Better and Faster Large Language Models via Multi-Token Prediction

Multi-token prediction and grammaticality

  • Clarification that during training the model predicts several future tokens, but at inference it usually uses only the standard next-token head.
  • Optional use of extra heads for speculative decoding: predict multiple tokens, then verify and discard mismatches so quality matches ordinary decoding.
  • Concern that independently predicting token n+1 and n+2 could break grammar; response is that verification/rejection and standard sampling keep outputs consistent.

Sentence-level / semantic vectors vs token prediction

  • Several commenters wonder why we don’t predict sentence- or “concept”-level vectors and then decode to text.
  • Issues raised: need a second model to map back to text; embeddings are lossy; inverse mapping is many-to-one and may produce invalid language.
  • Some link this to encoder–decoder or autoencoder ideas and note that similar architectures have been tried; main difficulty is focusing on semantics when supervision is in token space.
  • Related idea: hierarchical prediction (paragraph style → sentence form → words), but interactions across levels are hard.

Planning vs pure next-token prediction

  • Debate over whether LLMs “plan” ahead or just locally optimize next tokens.
  • Some argue that if transformers did not implicitly encode likely future structure, they’d behave like Markov models and perform far worse.
  • Others insist that mathematically the model only computes P(next token | past tokens); any appearance of long-term planning is emergent from sequential conditioning and training data statistics.
  • Examples discussed: grammar like “a/an”, rhyming, and the ability to end a paragraph on a specified word.

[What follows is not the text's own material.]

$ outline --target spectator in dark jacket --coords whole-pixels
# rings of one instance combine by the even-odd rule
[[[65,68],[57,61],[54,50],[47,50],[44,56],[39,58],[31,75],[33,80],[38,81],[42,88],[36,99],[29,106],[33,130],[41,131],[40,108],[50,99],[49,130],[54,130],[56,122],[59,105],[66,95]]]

Speculative decoding and self-speculation

  • Multi-token prediction here is viewed as a built-in draft model for self-speculative decoding, reducing latency by up to ~3× without degrading quality.
  • Emphasis that speculative decoding, when implemented correctly, samples from the same distribution as standard autoregressive decoding; differences are due only to randomness.

Joint vs single-token probabilities

  • One subthread analyzes how predicting only the next token can diverge from the most likely multi-token sequence.
  • Suggestions include training to predict further-ahead tokens (nth token) to better approximate joint distributions, though practical methods remain unclear.

Meta: scaling and trade-offs

  • Reports that multi-token prediction helps at some scales but can hurt at larger scales or higher numbers of predicted tokens.
  • Noted general confusion in the ecosystem (terminology like “heads,” rapidly changing practices) and recommendations for educational resources to understand the broader pipeline.